A dopaminergic neuroblastoma was derived using somatic cell fusion of rat embryonic mesencephalon cells and the murine neuroblastoma-glioma cell line N18TG2. The resulting interspecies hybrid, named MES23.5, has retained a stable phenotype and karyotype for a continuous culture period of 1 year. The hybrid exhibits several properties that suggest that the parent primary neurons originated in the substantia nigra. The cell line contains tyrosine hydroxylase, which is identifiable both by biochemical and immunological methods and synthesizes dopamine, but no other catecholamine. Additionally, the cell line expresses apparent voltage-gated CA2+ channels as measured by high-affinity ω-conotoxin binding. The MES23.5 ω-conotoxin receptors are of similar affinity class to those found in adult rat mesencephalon.

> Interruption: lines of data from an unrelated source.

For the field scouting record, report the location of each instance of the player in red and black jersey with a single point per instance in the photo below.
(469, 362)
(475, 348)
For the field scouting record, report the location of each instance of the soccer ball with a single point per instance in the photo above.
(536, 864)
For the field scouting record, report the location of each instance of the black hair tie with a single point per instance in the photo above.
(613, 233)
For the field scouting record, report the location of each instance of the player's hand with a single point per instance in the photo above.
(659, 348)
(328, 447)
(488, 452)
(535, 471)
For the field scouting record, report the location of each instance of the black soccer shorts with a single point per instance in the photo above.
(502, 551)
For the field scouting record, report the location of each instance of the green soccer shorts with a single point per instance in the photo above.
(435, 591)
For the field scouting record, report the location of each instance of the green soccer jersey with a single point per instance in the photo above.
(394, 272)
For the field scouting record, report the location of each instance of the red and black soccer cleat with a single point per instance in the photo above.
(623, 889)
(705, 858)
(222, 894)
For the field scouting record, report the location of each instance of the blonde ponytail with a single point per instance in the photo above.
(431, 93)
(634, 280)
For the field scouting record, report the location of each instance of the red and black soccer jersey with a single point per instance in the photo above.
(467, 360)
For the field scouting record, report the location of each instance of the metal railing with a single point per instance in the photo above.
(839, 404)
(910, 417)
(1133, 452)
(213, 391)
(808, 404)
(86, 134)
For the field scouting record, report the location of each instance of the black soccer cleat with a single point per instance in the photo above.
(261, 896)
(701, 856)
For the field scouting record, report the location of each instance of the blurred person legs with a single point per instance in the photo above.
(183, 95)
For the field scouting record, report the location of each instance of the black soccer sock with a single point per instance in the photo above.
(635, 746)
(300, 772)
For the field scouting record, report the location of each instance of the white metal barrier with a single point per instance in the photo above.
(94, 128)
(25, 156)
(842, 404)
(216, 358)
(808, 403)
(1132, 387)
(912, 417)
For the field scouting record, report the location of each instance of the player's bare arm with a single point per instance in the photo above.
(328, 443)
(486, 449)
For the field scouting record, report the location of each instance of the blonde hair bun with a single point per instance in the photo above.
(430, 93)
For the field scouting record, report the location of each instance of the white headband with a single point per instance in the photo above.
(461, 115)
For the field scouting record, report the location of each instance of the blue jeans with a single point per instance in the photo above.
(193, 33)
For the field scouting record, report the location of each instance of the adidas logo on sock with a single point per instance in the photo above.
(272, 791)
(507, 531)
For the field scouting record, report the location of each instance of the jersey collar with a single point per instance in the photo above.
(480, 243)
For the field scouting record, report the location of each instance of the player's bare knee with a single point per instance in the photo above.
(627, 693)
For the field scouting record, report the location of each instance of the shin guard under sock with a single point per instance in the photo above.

No dihydropyridine receptors, as measured by PN200-100 ligand binding, are present. None of these properties are found in the N18TG2 parent. At least three neuronal features, namely, tyrosine hydroxylase, dopamine synthesis, and ω-conotoxin receptor expression, are quantitatively elevated after sustained treatment with cAMP analogs. The cell line expresses a complex range of neural properties found in the dopaminergic neurons of the substantia nigra, and may therefore be useful elucidating further details of their cell biology.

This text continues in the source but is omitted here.